To get the word out on issues, we increased the use of e-bulletins and web postings. In 2020, e-bulletin topics included: funding home and community care; labour shortages; Bill 175; lessons learned from COVD-19; ageism; home care and the LGBTQ2S+ community; and home care in a pandemic. We have distributed the e-bulletins to Care Watch members and supporters; other organizations; politicians at the municipal, provincial, and federal government levels; and journalists.

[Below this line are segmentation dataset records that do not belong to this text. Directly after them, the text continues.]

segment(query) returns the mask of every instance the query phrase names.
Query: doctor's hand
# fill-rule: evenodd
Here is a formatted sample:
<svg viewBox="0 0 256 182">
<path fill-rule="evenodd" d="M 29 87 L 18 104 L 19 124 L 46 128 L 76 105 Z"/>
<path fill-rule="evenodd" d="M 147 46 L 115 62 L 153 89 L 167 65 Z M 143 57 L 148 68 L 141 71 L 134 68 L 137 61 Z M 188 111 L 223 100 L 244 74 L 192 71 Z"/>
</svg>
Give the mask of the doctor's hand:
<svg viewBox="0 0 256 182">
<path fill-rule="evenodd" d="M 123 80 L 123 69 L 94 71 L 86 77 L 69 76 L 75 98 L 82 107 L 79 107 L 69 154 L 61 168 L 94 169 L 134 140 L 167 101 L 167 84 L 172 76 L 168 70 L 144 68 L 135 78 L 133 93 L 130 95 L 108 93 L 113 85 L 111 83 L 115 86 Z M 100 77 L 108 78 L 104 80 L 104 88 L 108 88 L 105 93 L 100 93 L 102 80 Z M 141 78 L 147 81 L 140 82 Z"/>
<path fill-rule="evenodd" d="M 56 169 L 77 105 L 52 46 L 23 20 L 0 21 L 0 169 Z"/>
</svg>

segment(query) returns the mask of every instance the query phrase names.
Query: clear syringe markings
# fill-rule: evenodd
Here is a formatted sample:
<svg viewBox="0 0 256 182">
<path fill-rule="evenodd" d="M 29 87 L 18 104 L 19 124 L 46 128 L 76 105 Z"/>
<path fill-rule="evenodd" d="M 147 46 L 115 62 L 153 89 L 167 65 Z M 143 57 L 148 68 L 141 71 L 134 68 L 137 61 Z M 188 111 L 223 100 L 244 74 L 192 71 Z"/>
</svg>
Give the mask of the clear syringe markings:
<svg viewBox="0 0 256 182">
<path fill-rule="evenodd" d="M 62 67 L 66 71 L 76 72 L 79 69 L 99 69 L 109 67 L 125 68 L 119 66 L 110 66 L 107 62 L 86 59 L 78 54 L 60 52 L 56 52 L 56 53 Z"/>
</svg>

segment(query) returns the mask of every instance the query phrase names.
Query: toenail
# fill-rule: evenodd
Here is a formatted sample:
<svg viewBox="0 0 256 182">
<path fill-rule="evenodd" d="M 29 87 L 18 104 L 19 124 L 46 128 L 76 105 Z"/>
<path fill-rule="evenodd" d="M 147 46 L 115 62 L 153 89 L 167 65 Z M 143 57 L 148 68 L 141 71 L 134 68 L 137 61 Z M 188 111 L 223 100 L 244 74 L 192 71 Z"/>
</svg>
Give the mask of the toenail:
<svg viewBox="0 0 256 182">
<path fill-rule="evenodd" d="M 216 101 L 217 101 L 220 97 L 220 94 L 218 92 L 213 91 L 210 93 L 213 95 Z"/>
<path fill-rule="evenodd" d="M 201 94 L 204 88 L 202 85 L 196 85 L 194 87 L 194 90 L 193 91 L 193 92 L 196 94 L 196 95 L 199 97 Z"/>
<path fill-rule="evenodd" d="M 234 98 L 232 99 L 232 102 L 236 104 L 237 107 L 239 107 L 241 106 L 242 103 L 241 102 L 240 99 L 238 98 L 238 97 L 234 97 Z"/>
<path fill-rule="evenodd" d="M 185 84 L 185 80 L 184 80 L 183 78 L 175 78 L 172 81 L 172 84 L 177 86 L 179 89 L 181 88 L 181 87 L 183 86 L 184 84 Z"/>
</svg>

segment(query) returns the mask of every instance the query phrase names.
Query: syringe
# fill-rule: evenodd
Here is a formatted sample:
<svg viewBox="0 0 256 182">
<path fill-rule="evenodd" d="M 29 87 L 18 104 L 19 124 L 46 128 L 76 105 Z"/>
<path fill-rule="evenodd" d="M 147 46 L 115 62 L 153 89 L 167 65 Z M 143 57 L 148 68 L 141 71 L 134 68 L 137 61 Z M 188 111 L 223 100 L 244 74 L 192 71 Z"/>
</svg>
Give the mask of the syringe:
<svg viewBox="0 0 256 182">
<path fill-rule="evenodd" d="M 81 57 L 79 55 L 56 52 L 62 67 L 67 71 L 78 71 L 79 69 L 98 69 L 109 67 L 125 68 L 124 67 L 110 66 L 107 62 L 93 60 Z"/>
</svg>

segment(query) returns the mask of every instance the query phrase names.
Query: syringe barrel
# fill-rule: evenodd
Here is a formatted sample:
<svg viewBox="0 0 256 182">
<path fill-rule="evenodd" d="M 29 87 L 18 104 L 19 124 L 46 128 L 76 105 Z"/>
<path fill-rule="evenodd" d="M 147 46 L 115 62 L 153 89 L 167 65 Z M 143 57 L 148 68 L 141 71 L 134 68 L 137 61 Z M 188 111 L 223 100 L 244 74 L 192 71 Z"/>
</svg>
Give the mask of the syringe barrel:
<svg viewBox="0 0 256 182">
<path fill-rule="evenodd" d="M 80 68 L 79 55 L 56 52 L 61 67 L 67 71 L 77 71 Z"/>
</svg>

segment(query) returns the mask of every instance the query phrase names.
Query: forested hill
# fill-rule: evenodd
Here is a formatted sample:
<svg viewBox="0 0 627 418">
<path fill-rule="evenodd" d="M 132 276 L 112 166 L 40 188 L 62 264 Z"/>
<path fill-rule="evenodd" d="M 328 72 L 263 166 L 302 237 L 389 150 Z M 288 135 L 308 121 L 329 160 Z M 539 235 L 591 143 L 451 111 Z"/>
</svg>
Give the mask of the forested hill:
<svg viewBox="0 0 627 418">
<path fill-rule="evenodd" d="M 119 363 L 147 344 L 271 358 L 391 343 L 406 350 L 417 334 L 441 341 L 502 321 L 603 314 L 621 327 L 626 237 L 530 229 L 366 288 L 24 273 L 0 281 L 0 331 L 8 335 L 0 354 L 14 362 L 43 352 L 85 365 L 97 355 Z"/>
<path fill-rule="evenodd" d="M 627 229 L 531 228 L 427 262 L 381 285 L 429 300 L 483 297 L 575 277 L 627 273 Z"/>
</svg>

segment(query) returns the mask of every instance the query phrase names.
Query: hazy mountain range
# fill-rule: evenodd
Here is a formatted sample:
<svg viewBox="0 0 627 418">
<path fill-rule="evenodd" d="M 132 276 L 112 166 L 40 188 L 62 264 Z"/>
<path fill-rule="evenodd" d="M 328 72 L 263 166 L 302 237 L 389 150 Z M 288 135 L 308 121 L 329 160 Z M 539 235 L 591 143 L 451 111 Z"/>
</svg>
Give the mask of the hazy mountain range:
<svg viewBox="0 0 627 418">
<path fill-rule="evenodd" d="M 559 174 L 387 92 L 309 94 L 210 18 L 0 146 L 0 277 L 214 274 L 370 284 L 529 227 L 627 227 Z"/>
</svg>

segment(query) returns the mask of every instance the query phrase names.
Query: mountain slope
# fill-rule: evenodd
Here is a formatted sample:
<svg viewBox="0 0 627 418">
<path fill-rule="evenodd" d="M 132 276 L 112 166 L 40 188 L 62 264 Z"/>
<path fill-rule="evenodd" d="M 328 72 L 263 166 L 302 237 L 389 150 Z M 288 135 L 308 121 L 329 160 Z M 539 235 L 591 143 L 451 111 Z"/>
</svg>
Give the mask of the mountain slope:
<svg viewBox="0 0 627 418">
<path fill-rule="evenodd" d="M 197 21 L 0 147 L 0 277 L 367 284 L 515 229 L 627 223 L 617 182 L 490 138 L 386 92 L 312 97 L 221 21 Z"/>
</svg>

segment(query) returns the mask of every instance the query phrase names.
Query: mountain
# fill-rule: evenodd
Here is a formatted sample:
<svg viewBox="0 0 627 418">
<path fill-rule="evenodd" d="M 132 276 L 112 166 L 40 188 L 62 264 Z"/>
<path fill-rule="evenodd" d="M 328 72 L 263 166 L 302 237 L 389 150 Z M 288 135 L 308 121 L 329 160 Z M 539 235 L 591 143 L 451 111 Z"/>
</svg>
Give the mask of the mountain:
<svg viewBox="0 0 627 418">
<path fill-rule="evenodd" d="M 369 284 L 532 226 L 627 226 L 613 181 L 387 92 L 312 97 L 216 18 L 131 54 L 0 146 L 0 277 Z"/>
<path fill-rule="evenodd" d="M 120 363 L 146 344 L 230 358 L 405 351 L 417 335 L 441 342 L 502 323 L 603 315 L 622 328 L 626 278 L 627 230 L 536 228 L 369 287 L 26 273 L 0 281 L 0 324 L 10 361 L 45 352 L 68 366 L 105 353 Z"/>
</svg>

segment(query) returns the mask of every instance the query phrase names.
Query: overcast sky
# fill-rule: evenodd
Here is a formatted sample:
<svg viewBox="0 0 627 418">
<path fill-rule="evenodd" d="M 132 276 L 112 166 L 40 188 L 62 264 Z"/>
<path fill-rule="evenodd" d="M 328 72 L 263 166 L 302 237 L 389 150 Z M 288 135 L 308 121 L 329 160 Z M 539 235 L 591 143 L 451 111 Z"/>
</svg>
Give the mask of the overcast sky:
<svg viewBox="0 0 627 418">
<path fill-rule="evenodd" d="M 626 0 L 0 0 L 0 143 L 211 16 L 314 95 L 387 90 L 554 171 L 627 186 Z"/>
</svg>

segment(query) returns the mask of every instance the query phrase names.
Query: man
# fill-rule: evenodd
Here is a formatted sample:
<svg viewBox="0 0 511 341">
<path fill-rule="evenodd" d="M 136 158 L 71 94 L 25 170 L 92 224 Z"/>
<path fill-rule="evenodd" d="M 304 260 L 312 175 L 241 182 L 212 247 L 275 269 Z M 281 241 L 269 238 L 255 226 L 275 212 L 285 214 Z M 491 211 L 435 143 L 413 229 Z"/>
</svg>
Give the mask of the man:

To expand our communications, we are redesigning our website and will continue to add new content.

Other Activities

  • Input to Federal Government: Care Watch provided input to the National Advisory Council on Seniors regarding development of a national seniors strategy and a national pharmacare programme, both of which we believe would benefit all Canadian seniors.
  • Letter-writing to Ontario MPPs: This past year, board members wrote to their local MPPs to inform them about Care Watch and our advocacy issues. To support this campaign, we did demographic research on members’ individual ridings so we could address our comments more specifically to the needs and challenges in their communities.
  • Speaking Engagements: Care Watch’s Chair was a featured speaker for two online conferences. The first, for students in the Social Services Worker – Gerontology Program at Sheridan College, addressed seniors’ advocacy, policy advocacy, and Care Watch’s specific focus on home care and ageism. The second was a panel discussion sponsored by the Ontario Council of the Federation of University Women, which also focused on ageism and issues and challenges in home and community care.
  • Research Partners: We continue to be a partner in a 7-year research project, “Imagining Age-Friendly ‘Communities within Communities’: International Promising Practices,” which was launched in June 2018 and is funded by the Social Sciences and Humanities Research Council (SSHRC). The research team, led by Dr. Tamara Daly of York University, is examining age-friendly practices in multiple cities in Canada and cities in Norway, Denmark, Australia, New Zealand, and Taiwan.
  • Collaboration with Other Organizations: Over the past year, Care Watch has reached out to and supported initiatives undertaken by various organizations, including Seniors for Social Action Ontario, the Ontario Health Coalition, Senior Pride networks in Toronto and Niagara, the Toronto Council on Aging, and the Alzheimer Society of Toronto.
  • Annual General Meeting: On December 9, 2020, Care Watch held its Annual General Meeting. In addition to conducting statutory business, we recognized the outstanding contributions of retiring board members Anita Dressler and Josephine Grayson. We also welcomed three new board members and confirmed our 2021 Board of Directors. Continuing members are: Nazrawit Gebeto, Michèle Harding, Shamim Hawthorne, M. A. Masoodi, Kathryn Morgan, Robert Schenk, Grace Sun, and Gail Thompson. New members are: Pat Armstrong, Fiona Green, and Jack Harmer. Our keynote speaker was Michael Nicin, executive director of the National Institute of Ageing at Ryerson University. Mr. Nicin spoke about the current nursing home experience and options for increasing virtual home and community care services within a restructured long-term care system.

Looking Forward

We are hopeful that, sometime during 2021, COVID will be sufficiently under control to allow us to resume in-person events. Given the dire consequences of the pandemic for many seniors, we strongly believe that new thinking and new approaches are needed and that now is an opportune time to initiate change. We therefore intend to promote alternative models of care that are consistent with our principles. Further, we will remain focused on monitoring Ontario government policy, providing our input to the decision-making process, and advocating for improved home and community care for seniors.